AERANTI-CORALLOBattuta d’arresto nella trattativa tra Fnsi e Aeranti Corallo per il rinnovo del contratto dei giornalisti delle emittenti locali radiotelevisive. Il contratto denominato appunto Aeranti corallo, dal nome dell’organizzazione imprenditoriale che rappresenta gran parte delle radio e televisioni locali, è scaduto da due anni e da tempo è in attesa di un accordo sul rinnovo.

Il rallentamento delle negoziazioni è stato denunciato dal sindacato dei giornalisti, l’Fnsi, che in un comunicato sottolinea come “la crisi economica che investe tutti i settori, compreso quello editoriale, non giustifica in alcun modo l’arretramento di Aeranti Corallo” e la decisione “di rimandare nella sostanza il rinnovo del contratto per i giornalisti scaduto da due anni”.

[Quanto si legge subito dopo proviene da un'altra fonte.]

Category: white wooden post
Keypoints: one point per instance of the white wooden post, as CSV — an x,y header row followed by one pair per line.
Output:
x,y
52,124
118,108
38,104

Il timore dell’Fnsi è quello di ripetere l’odissea vissuta per il rinnovo del contratto nazionale di lavoro giornalistico, firmato pochi mesi fa dopo oltre quattro anni di trattative infruttuose. Per questo il sindacato ha convocato d’urgenza per oggi a Roma la commissione contrattuale. “L’esperienza positiva fatta nove anni fa con il primo contratto specifico per l’emittenza locale – si legge ancora nel comunicato – non può assolutamente restare permanentemente ancorata ad una condizione di emersione. Questa fase è finita ed è tempo di tirare le somme e capire la reale consistenza imprenditoriale delle aziende contraenti, che non possono sottrarsi alle loro responsabilità; salvo non rinuncino a volere essere considerate imprese ad ogni fine di legge, compresi i benefici pubblici.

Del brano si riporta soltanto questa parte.